The two yellow birds just looked at me funny and stayed in separate areas of the cage. What a crap date, I
felt like Cilla Black without the deformities.
By this point I was about ready to give up. Outside the February sleet was coming down and there was a Channel 5 programme about Daniel Bedingfield's horrific injuries I really wanted to watch. But after some serious thinking and a bottle of Pink Lady I realised my investigations couldn't end there. Instead I ventured out onto the night-time streets of Hackney to conduct some impromptu Vox Pops.
The first people I met who didn't push me away roughly or attempt to offload crack just launched themselves into the usual spiel; how Valentine's Day was only noticed by morons, "too commercial", "too sentimental" and "only about lingerie or womanising these days". Luckily I soon happened upon an intellectual in a suit called Anthony Vallance who was willing to share his opinions with me in more depth.
"What? Are you drunk? Valentine's Day? Look it up son. The tradition involves sending anonymous cards to
single people you like the look of. It's for the youngsters, right? Why then does my wife think it means I have
to book a table at the fanciest restaurant in town, tell her that new frock makes her look like Gabby Yorath,
then be happy when she announces nookie's out of the question because there's church in the morning?
Tell me that!"
By this stage the two of us were coming to resemble a drunken argument in Stringfellows so I thanked
Mr. Vallance for his time, refused his offer of an Improvement Plan for my business and took myself home,
mulling his words over in my head while passing the muggers and carjackings.

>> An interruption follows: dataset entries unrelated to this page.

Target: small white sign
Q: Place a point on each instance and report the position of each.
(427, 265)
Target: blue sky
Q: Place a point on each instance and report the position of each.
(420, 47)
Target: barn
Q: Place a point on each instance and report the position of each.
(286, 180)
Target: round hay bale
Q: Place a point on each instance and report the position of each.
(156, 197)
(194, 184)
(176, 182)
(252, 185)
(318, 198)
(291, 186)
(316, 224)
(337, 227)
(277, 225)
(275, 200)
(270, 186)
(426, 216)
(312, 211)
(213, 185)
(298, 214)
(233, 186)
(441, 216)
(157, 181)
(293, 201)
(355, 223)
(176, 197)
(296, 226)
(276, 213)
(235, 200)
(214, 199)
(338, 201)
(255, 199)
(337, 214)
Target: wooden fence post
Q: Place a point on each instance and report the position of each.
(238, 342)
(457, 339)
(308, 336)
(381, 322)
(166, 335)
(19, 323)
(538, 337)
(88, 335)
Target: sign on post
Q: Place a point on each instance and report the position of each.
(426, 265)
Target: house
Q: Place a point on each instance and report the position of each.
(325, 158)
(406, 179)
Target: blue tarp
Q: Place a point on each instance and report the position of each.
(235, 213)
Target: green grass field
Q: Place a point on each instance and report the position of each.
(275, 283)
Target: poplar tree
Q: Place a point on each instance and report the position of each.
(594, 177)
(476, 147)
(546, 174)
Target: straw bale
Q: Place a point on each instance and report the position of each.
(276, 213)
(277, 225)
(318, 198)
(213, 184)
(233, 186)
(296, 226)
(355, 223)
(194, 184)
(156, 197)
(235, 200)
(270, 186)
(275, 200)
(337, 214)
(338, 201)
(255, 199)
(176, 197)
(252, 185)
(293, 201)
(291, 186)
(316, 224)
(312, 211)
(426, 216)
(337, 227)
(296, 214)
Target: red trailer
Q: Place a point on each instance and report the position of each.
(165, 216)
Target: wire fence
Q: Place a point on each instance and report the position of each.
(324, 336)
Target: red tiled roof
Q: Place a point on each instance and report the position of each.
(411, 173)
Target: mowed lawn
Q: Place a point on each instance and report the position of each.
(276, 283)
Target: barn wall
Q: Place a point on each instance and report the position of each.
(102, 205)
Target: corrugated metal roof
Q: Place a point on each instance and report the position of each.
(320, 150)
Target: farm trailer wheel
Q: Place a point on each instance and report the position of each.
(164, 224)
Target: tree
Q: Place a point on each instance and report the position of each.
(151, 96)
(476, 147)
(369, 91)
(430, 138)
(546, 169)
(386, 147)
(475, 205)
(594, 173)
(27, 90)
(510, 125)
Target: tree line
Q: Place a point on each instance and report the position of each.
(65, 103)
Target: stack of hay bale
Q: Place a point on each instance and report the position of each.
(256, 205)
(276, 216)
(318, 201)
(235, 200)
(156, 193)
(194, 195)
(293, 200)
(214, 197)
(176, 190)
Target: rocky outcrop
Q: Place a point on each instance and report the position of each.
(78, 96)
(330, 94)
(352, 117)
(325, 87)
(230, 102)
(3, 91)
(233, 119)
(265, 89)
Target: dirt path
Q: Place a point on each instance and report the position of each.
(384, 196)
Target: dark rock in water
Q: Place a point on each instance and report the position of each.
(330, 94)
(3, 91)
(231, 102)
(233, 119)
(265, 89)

So what had I learnt since beginning my quest? Whatever it might have meant once, these days St. Valentine's legacy was just another way of exploiting consumers with shop window displays and the promise of carnal fun. Like every other holiday, this day of caring and affection was about building up expectations so we'd work overtime to afford trinkets and other nonsense, then be deflated when the inevitable disappointment set in.
Well, we at Home Defence don't believe you need to fall for that crap! As an alternative, why not start spending this day as our ancestors once did, eroticising budgerigars and great bustards? And when a partner asks what you had planned for them this special day, say a Big Mac and oral sex. If that's not enough then they clearly don't love you very much. Tell that ungrateful himbo to sling his hook and sleep with Sean Paul instead.
But then again, what do I know? I'm single.